+++ Österreichisches Burkaverbot: Die Nachbarn machen ernst – Kontrollen am Flughafen +++

Auf Facebook liken

Watergate Redaktion 1.10.2017

Seit Sonntag ist es in Österreich verboten, Burkas und Nikabs zu tragen. Dieses Verbot soll zwar mit „Fingerspitzengefühl“ durchgesetzt werden, wie es heißt, aber die Polizei müsse es eben durchsetzen (vgl. http://www.zeit.de/gesellschaft/zeitgeschehen/2017-10/burka-verbot-oesterreich-flughafen). Dabei geht es nicht um ein spezielles Verbot von Burkas und Nikabs, sondern formal auch um jene, die „ohne medizinische Notwendigkeit“ Atemschutzmasken aufgesetzt haben oder um jene, die Clownsmasken nicht auf oder an einem Volksfest nutzen.

Grund dafür sei der „Wunsch nach einem offenen gesellschaftlichen Miteinander“, hieß es. Zudem herrschten in Österreich Sicherheitsbedenken.

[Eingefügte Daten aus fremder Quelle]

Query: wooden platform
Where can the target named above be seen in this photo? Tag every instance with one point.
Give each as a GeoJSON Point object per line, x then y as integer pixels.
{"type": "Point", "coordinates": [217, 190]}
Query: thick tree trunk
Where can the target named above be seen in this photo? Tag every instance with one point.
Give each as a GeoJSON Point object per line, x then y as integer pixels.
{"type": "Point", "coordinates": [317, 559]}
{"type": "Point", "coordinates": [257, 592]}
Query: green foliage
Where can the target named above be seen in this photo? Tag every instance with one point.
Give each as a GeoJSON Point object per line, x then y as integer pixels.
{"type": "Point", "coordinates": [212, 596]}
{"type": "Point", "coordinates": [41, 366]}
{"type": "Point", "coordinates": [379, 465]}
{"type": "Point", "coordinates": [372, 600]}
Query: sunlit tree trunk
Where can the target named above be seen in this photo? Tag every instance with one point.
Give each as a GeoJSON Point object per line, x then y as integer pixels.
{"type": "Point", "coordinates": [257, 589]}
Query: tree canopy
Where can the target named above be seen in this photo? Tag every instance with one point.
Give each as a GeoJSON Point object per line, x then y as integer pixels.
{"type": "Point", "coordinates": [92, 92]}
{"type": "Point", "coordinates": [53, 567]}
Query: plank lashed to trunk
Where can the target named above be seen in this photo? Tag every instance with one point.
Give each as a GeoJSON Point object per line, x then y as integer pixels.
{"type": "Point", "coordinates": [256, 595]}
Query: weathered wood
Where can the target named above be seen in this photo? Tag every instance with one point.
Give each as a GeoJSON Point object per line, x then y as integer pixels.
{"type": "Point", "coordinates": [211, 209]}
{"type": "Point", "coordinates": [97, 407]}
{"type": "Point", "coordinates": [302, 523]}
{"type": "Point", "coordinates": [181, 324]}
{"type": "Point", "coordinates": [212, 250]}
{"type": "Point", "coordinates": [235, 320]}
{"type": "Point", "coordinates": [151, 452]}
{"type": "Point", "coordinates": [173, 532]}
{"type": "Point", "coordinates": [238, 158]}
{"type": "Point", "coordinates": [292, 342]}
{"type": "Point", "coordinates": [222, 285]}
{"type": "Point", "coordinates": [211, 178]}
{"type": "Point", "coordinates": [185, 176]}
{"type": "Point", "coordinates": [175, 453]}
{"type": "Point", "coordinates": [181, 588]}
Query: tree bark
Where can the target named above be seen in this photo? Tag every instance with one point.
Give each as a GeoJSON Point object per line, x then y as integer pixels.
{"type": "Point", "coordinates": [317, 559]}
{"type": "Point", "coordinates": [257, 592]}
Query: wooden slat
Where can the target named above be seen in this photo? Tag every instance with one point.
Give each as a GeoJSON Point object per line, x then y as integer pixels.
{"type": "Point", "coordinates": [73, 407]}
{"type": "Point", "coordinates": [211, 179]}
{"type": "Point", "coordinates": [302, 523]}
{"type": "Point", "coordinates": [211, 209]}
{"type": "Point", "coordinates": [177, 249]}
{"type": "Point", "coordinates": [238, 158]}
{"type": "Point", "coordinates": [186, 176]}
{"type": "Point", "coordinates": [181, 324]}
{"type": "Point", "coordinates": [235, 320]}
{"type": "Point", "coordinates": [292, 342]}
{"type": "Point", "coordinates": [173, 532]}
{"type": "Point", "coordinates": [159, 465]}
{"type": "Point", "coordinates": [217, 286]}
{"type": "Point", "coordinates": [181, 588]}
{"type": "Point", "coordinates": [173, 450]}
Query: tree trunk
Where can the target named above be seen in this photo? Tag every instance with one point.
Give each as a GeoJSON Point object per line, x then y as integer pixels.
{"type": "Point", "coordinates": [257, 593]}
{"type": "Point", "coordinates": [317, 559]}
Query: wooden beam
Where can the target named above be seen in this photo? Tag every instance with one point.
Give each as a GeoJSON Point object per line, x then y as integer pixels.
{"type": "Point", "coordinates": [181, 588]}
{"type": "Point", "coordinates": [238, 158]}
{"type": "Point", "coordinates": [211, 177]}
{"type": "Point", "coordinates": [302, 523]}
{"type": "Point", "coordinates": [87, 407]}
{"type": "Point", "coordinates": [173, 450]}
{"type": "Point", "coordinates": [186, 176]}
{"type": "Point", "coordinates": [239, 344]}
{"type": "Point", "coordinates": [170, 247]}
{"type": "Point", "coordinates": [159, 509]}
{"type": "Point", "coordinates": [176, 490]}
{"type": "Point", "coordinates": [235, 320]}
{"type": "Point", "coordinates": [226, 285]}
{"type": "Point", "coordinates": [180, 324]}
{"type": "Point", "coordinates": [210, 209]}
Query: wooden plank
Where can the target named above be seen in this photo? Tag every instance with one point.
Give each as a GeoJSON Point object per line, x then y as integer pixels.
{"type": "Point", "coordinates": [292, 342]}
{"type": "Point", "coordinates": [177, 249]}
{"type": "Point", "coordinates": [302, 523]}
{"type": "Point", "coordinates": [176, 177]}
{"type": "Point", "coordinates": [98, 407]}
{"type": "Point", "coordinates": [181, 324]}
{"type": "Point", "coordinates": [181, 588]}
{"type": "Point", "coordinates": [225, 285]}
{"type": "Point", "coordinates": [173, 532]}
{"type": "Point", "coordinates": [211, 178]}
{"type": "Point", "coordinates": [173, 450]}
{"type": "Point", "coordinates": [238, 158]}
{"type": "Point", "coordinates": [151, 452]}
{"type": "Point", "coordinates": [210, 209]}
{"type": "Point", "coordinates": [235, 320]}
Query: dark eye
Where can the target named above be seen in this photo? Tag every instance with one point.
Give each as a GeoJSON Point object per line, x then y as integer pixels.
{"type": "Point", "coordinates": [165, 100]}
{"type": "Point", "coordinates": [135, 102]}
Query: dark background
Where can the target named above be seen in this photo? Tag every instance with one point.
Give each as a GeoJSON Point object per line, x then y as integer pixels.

Jetzt wird das Verbot sogar am Flughafen von Wien durchgesetzt, wurde mitgeteilt. Wer die Anordnung nicht befolgt und sein Gesicht nicht entblößt, muss mit Geldstrafen von 150 Euro rechnen.

Damit setzen die Österreicher Urteile des Europäischen Gerichtshofes für Menschenrechte um. Dort war festgestellt worden, ein solches Verbot sei rechtmäßig. Auch in Frankreich und Belgien wurden Burka-Verbote erlassen.

Die vorgebrachten Argumente sind nach Meinung von Beobachtern scheinheilig. Die großen Parteien SPÖ und ÖVP müssen sich vielmehr gegen die in Österreich starke „Opposition“ der FPÖ wehren, deren Aufstieg im Nachbarland die Debatten um die Flüchtlingspolitik angeheizt hat. Die Kontrollen am Flughafen werden in Deutschland nach Auffassung von Beobachtern ähnliche Forderungen nach sich ziehen.